Welcome to Kaiwo
🚀️🚀️ Kaiwo supports AMD GPUs! 🚀️🚀️
Description
Kaiwo (pronunciation "ky-voh") is a Kubernetes-native tool designed to optimize GPU resource utilization for AI workloads. Built on top of Ray and Kueue , Kaiwo minimizes GPU idleness and increases resource efficiency through intelligent job queueing, fair sharing of resources, guaranteed quotas and opportunistic gang scheduling.
Kaiwo supports a wide range of AI workloads, including distributed multi-node pretraining, fine-tuning, online inference, and batch inference, with seamless integration into Kubernetes environments.
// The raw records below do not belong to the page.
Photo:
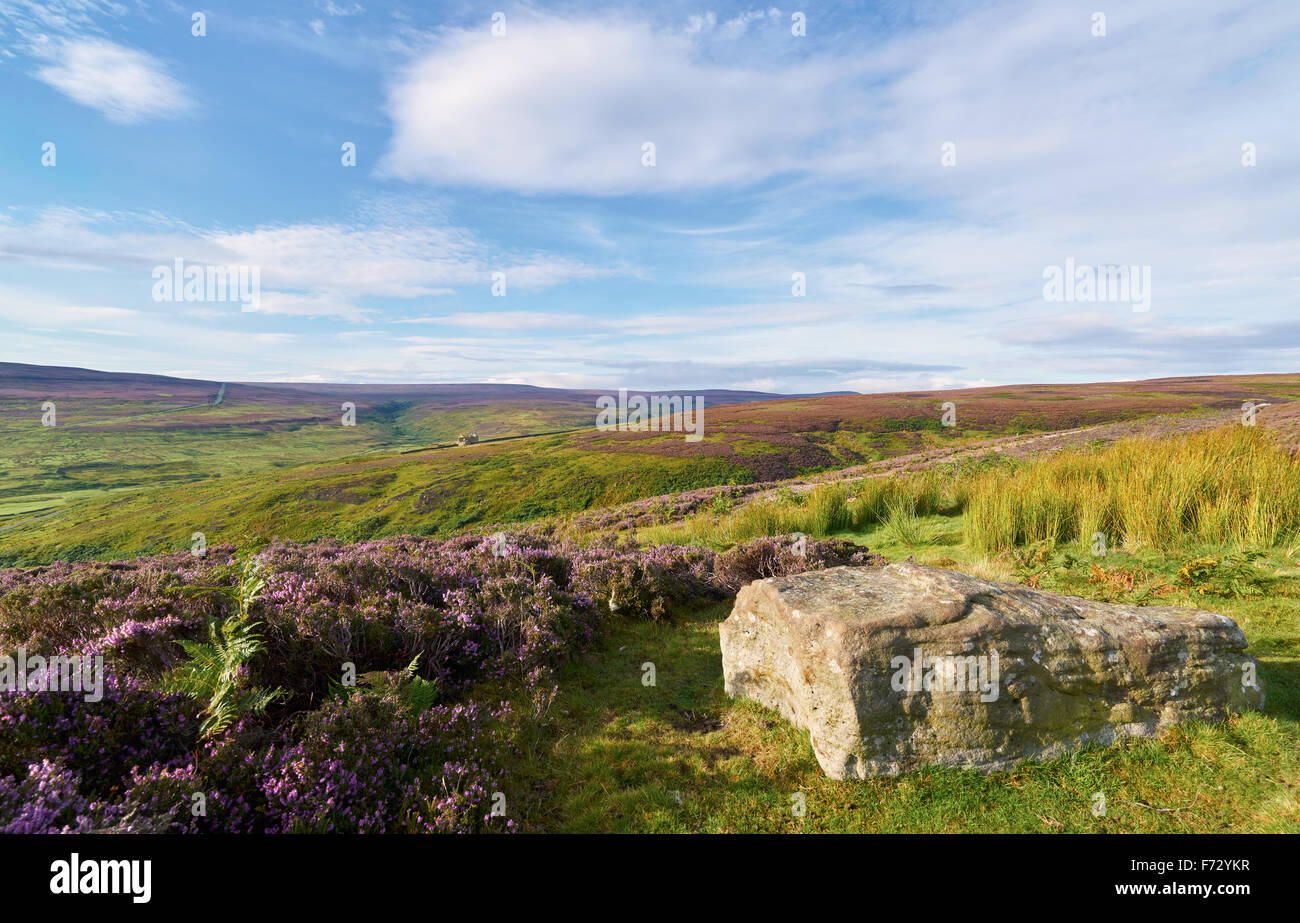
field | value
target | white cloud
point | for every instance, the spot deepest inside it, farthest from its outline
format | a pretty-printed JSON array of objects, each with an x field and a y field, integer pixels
[
  {"x": 125, "y": 85},
  {"x": 329, "y": 264},
  {"x": 567, "y": 105}
]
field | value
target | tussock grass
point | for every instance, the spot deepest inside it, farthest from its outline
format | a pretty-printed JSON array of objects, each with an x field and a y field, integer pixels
[
  {"x": 1231, "y": 486},
  {"x": 846, "y": 506}
]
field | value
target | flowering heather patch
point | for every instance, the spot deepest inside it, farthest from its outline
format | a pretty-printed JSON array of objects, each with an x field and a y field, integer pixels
[{"x": 468, "y": 614}]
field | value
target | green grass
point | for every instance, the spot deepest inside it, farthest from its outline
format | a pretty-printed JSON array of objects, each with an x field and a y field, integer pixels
[{"x": 615, "y": 755}]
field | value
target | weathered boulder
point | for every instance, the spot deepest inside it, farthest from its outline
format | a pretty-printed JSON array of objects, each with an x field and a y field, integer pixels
[{"x": 897, "y": 667}]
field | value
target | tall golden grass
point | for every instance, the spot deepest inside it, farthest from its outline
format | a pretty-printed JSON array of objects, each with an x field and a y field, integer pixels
[
  {"x": 818, "y": 511},
  {"x": 1225, "y": 486}
]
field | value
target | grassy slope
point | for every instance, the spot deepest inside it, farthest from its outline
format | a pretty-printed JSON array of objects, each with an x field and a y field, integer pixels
[{"x": 680, "y": 757}]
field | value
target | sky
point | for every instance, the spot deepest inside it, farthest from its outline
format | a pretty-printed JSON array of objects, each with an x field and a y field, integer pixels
[{"x": 839, "y": 196}]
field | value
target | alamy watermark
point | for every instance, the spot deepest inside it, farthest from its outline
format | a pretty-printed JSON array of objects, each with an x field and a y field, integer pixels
[
  {"x": 653, "y": 412},
  {"x": 195, "y": 282},
  {"x": 947, "y": 674},
  {"x": 53, "y": 674},
  {"x": 1097, "y": 284}
]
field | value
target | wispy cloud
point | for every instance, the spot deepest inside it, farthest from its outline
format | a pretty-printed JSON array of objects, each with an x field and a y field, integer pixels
[{"x": 125, "y": 85}]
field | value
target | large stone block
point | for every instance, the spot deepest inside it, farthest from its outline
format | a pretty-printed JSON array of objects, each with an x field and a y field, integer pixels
[{"x": 897, "y": 667}]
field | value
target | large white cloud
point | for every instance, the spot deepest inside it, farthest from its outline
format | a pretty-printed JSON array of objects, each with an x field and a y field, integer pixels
[{"x": 566, "y": 105}]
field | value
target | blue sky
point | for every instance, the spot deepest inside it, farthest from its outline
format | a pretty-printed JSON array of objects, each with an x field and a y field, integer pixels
[{"x": 775, "y": 154}]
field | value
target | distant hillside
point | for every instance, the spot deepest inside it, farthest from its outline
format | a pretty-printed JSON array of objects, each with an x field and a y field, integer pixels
[{"x": 139, "y": 463}]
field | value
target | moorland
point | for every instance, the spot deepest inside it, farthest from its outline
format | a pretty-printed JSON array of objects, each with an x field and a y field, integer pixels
[{"x": 497, "y": 603}]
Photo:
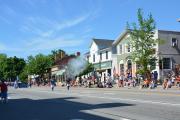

This documentation is intended for two main audiences:
- AI Scientists/Engineers: who want Kaiwo to manage their AI workloads on Kubernetes. See here
- Infrastructure/Platform Administrators: who want to deploy and manage Kaiwo on their Kubernetes clusters. See here
Main Features
- GPU Utilization Optimization
- Kaiwo Operator dynamically queues workloads to reduce GPU idle time and maximize resource utilization.
- CLI Tool
- Simplified workload submission using the kaiwo CLI tool
- Distributed Workload Scheduling
- Effortlessly schedule distributed workloads across multiple Kubernetes nodes with Kaiwo Operator.
- Broad Workload Support with pre-built templates
- Supports running Kubernetes Jobs, Deployments, RayJobs and RayServices.
- Integration with Ray and Kueue
- Leverages the power of Ray for distributed computing and Kueue for efficient job queueing.